A history of Kansas City Power and Light Company
Kansas City’s sole provider of electricity— now a privately-owned, government-regulated utility— began with a pool of $4,000 dollars in 1882.
February 13, 2019
Winter Storm Gia descended in the night, spinning heavy snowflakes into ropes on tree branches and artwork onto glass window panes. According to Kansas City Power and Light Company, it painted Kansas City with up to 11 inches of snow. The morning silence of Saturday, Jan 12., broke to the scrape of metal shovels on cement, an occasional snapping limb and the hum of generators kicking on as power shut down across the city.
A groan rolled out as neighborhoods woke up to find themselves without power the morning that the Chiefs were set to play the Indianapolis Colts at 3:35 p.m., a game that would send them to the AFC Championship. Kansas City wanted its televisions on.
KCP&L had their trucks working to restore power to more than 200,000 customers. It had been the second worst storm in company history, according to the company’s Jan. 16 press release.

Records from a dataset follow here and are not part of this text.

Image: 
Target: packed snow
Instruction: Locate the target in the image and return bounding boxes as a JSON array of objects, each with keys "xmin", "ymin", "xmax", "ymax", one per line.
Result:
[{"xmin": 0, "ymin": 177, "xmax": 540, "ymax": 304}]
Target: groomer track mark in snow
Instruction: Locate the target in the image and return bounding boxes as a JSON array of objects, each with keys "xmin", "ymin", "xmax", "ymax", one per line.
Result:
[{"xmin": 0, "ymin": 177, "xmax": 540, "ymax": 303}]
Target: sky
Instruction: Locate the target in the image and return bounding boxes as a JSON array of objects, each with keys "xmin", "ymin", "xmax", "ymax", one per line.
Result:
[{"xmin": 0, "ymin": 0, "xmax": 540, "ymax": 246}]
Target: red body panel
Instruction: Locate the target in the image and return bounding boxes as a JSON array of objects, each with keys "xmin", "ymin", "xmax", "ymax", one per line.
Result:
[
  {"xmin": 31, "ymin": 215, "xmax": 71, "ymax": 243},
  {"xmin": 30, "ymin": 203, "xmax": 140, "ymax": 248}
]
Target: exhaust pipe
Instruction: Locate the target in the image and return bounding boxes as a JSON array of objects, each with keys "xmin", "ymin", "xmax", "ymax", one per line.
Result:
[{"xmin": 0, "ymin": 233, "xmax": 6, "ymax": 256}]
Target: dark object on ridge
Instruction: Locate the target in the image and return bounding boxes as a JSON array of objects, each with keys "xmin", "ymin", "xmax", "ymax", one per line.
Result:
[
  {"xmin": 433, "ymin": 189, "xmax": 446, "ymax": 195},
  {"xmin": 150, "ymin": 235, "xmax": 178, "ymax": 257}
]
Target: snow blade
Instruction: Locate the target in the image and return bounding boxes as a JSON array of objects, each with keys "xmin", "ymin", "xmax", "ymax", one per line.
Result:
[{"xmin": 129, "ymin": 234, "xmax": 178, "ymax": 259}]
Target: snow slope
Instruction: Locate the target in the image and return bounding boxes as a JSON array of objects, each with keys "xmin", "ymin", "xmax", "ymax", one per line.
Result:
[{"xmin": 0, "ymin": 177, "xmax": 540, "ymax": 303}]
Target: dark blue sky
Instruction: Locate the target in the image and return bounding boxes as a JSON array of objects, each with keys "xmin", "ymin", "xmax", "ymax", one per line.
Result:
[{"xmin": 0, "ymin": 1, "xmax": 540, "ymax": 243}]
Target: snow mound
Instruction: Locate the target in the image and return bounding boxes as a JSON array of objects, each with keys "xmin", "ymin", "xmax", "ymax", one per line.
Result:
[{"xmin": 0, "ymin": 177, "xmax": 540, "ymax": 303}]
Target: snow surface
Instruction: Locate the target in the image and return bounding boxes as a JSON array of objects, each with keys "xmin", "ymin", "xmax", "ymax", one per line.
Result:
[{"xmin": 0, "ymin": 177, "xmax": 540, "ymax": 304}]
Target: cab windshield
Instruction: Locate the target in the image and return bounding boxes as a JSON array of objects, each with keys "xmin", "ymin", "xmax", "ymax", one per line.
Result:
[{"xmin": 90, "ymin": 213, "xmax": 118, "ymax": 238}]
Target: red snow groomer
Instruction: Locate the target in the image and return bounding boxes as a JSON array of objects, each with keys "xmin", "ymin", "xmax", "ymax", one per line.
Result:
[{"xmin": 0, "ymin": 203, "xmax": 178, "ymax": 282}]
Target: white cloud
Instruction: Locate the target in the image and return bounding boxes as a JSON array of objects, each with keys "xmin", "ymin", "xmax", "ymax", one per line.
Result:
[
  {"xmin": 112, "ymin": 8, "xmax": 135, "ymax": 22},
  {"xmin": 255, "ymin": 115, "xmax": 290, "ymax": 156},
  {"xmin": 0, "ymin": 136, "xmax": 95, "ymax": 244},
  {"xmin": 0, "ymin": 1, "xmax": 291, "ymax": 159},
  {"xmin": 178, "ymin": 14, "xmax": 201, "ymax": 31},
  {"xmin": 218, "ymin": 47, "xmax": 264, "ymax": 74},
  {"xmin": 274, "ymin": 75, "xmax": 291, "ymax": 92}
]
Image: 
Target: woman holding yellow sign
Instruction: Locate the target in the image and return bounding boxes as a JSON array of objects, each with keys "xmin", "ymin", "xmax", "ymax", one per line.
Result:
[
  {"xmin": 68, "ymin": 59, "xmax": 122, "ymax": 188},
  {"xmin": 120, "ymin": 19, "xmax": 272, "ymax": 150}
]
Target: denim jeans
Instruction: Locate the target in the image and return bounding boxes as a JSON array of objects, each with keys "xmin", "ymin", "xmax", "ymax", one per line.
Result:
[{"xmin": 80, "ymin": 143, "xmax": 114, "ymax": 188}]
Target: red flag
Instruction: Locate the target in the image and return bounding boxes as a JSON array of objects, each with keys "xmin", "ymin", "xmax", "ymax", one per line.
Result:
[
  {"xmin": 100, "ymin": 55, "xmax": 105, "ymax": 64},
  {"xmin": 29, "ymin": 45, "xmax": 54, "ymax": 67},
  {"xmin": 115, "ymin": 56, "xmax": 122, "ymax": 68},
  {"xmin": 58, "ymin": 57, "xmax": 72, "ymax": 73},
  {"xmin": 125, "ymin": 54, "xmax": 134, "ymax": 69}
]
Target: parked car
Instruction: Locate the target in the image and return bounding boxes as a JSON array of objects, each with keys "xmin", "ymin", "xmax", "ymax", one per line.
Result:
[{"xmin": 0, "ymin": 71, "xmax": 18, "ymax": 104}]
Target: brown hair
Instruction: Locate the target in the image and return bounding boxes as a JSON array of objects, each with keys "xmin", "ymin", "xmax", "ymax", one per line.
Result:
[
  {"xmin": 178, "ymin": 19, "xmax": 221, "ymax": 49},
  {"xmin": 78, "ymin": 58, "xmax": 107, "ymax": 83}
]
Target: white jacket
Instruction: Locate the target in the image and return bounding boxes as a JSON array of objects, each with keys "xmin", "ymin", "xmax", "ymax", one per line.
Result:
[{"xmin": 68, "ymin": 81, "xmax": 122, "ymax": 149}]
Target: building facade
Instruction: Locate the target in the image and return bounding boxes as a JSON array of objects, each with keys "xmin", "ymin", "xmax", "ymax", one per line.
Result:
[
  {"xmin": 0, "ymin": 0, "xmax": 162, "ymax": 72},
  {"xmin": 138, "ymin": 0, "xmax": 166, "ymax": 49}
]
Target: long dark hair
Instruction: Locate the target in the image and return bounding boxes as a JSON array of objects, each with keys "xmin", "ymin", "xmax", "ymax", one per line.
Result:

Kansas City Power & Light Company is a private, government-regulated utility— the only company in the Kansas City area that generates and delivers power to 47 surrounding counties. Although they have a monopoly over the power grid, social studies teacher Mike Egner says that stiff regulations imposed by the state governments keep prices affordable for homeowners.
Founded in 1882 with a pool of $4,000, the company powered two counties in the Kansas City area. Over the course of the early 20th century, they would acquire several companies, change their name a few times and expand their influence downtown.
J. Ogden Armour bought the then-named Kansas City Electric Light Company in 1900 and operated it in conjunction with his Metropolitan Street Railway Company. In 1916, to detach from the railroad company, it became Kansas City Light & Power Company. Joseph F. Porter was hired as the first company manager while Armour was on his way out of the business in 1917. The company finally settled on the name Kansas City Power & Light in 1922.
Porter expanded the service area from western Missouri to eastern Kansas and commissioned the building of a new headquarters. In 1931, the 32-story Kansas City Power and Light building opened — at the time, the tallest building west of the Mississippi River.
Throughout the mid-1900s, KCP&L incorporated smaller companies and generating stations, including Wolf Creek Generation Station, a nuclear power plant, in 1985.
According to the company website, KCP&L now “serves residential and commercial customers in 47 counties in northwest Missouri and eastern Kansas, an area that covers some 18,000 square miles….Providing safe, reliable and affordable power to our customers is our ongoing priority, as it has been from the very beginning.”
Senior Leah Dorris was one such customer, whose power blew around 5 a.m. Saturday morning. It wouldn’t turn back on for nearly five days. She used her mom’s rewards points to stay at a Holiday Inn as temperatures in her house on Dartmouth St. plummeted into the 30s.
Each day, her mom called KCP&L. Each day they reneged on their word. The power would be on the next day. Next day. Next day.
“It was super stressful,” Dorris said, recalling how she had to throw her groceries into a cooler and leave her cat behind.
Snow totals had topped 10 inches in some parts of the city, according to the National Weather Service. Dorris and her family were just three among 800,000 Kansas City Power and Light customers. Because KCP&L is the only power utility in the 18,000 square-mile service range of Kansas City, they have to be strategic about which lines they choose to repair first.
“They want to repair the lines that affect the most people, and those are in the inner city,” Egner said. “So the people that suffer the most are the people that live in the outlying areas. If somebody lives on a farm and they’re the only one on this stretch of road for a mile, they’re going to get their [power] restored later. Because it takes the same time to restore power to 2,000 people as it does one family.”
Both Egner and Dorris remember the ice storm that placed a week-long paralysis on the city in 2002. Dorris was barely a two year old, and she’s heard her parents recount numerous times what it was like that week; they were moving houses the day the storm hit.
Egner believes that although this most recent storm was less severe, KCP&L is “better off now in 2019 than in 2002 to address those kinds of issues.”